May 2013

Stanford University Bing Concert Hall

The $111.9 million Bing Concert Hall, which seats 844, opened its doors in January 2013. The 56’11” tall building has a unique elliptical drum-shaped concert hall core made from structural steel columns, and high roof supporting a 12” concrete cast in place shell, all tilted inboard at a uniform 10-degree angle, providing an architecturally unique shape. Olson Steel was the signatory contractor, who employed ironworkers from Locals 377 (San Francisco), Local 378 (Oakland, Calif.) and Local 790 (San Francisco) to perform the fabrication, structural, ornamental and miscellaneous metals work, including the erection of the “sail and clouds.” Also on the job were contractors Harris Salinas (rebar) and Pacific Erectors (decking).

Inside the concert hall core, HSS and WF structural steel supports a variety of 10 curved and conical segmented “sails” (lightweight truss, acoustical wall frames) and a segment of a Torus shaped ceiling “cloud” (lightweight acoustical frames). All of these structural support systems are suspended from the structural steel roof and embed plates placed in the concrete shell walls. There is a main catwalk above the cloud, and each sail has several levels of support steel for the required lighting and theatrical support systems, including a complex stair support system. The challenge of the project was forming large curved HSS steel frames to match these unique architectural features. The cloud support framework (rolled HSS to match a torus shape) was especially difficult to model and match with the acoustical panel “cloud” contractor. The bulk of the interior steel is hidden in architectural walls and required a significant amount of coordinating effort by Olson Steel in order to work with all of the other construction trades.

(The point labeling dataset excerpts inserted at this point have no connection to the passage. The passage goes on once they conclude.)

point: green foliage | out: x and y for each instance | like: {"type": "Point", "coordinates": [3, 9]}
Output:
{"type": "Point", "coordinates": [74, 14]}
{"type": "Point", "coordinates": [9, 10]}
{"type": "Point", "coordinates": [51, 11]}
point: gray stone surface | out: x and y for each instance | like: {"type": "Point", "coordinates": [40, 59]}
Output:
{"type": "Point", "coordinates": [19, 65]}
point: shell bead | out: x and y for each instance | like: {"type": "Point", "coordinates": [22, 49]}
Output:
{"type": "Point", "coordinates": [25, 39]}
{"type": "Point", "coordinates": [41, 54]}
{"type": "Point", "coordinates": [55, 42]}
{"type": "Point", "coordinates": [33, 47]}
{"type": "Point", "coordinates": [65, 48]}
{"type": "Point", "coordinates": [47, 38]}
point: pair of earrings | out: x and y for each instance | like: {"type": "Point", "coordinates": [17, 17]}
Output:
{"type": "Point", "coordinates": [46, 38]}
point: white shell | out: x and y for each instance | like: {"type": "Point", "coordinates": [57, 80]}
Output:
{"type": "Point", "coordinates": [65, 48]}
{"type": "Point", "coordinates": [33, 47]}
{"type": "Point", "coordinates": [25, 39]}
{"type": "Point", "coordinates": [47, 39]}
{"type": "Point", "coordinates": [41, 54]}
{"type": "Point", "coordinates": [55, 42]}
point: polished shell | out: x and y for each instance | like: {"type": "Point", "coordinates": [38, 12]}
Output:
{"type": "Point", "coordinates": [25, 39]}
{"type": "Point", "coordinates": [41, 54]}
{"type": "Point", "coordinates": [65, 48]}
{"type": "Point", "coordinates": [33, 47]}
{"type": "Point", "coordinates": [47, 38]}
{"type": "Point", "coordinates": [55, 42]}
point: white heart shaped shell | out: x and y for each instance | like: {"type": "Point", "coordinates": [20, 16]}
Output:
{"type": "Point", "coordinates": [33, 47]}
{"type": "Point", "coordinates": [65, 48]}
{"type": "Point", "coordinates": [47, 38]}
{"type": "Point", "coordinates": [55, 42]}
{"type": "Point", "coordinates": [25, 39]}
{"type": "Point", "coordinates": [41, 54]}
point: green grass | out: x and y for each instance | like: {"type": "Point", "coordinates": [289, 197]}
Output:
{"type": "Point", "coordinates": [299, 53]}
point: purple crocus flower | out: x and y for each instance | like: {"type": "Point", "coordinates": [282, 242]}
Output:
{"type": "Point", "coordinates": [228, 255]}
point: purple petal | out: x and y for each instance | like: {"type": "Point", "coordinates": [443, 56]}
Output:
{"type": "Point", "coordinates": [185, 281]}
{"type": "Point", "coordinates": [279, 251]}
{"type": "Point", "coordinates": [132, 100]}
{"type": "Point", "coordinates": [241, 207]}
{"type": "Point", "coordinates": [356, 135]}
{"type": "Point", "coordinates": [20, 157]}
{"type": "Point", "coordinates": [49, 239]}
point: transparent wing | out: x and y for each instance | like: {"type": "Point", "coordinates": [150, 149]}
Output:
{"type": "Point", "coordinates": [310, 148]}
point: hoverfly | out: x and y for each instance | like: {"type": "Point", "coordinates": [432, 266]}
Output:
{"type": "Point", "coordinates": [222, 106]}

The unique design is a challenging combination of 870 tons of structural steel and thousands of pounds of shotcrete, integrated into a complex support system that includes hundreds of interacting radial arcs, forming sweeping architectural features and acoustical interior panels. The BIM (Building Information Modeling) and steel detailing earned Olson Steel the BIM award from Tekla Structures North America.

Terry Dunnigan, business agent of Local 377, remarked on the project, “This project was comprised of very complex steel erection and precise work on the “sail and cloud” main architectural and acoustical elements in the main hall. Union ironworkers completed their work ahead of schedule and with no accidents following the “See Something, Say Something” Zero Fatality campaign.”

Olson Steel’s work, obtained by a hard bid followed by additional tough negotiation, was done by Local 790 (San Francisco) shop ironworkers with 26,531 man-hours, and Local 377 and 378 field ironworkers with 18,800 man-hours. The project was completed with zero accidents, and with the very complex steel erection completed ahead of schedule. Olson Steel, a union contractor since 1960, employs 100 Local 790 (San Francisco) shop ironworkers and 175 Local 377 and Local 378 field ironworkers.

The Bing Concert Hall decking work was obtained by a competitive bid by Pacific Erectors, a union company for 22 years, employing over 50 ironworkers. The ironworkers, who worked over 1,500 man-hours, completed 85,000 square feet of decking, 10,000 shear studs and 5,000 D-Bars, safely, on time and on budget.

The rebar on the job was awarded by an advertised bid and performed by 25-year union contractor Harris Salinas Rebar Inc. Man-hours totaled 15, 224 hours, and work was done on budget, on time, and with zero accidents. Harris Salinas Rebar employs 184 ironworkers.

The Bing Hall Concert, surrounded by a 1-story, 65,000-square-foot lobby and office complex, has changed the experience of performing arts on the Stanford campus, and stands as a magnificent tribute to the expert craftsmanship of union ironworkers.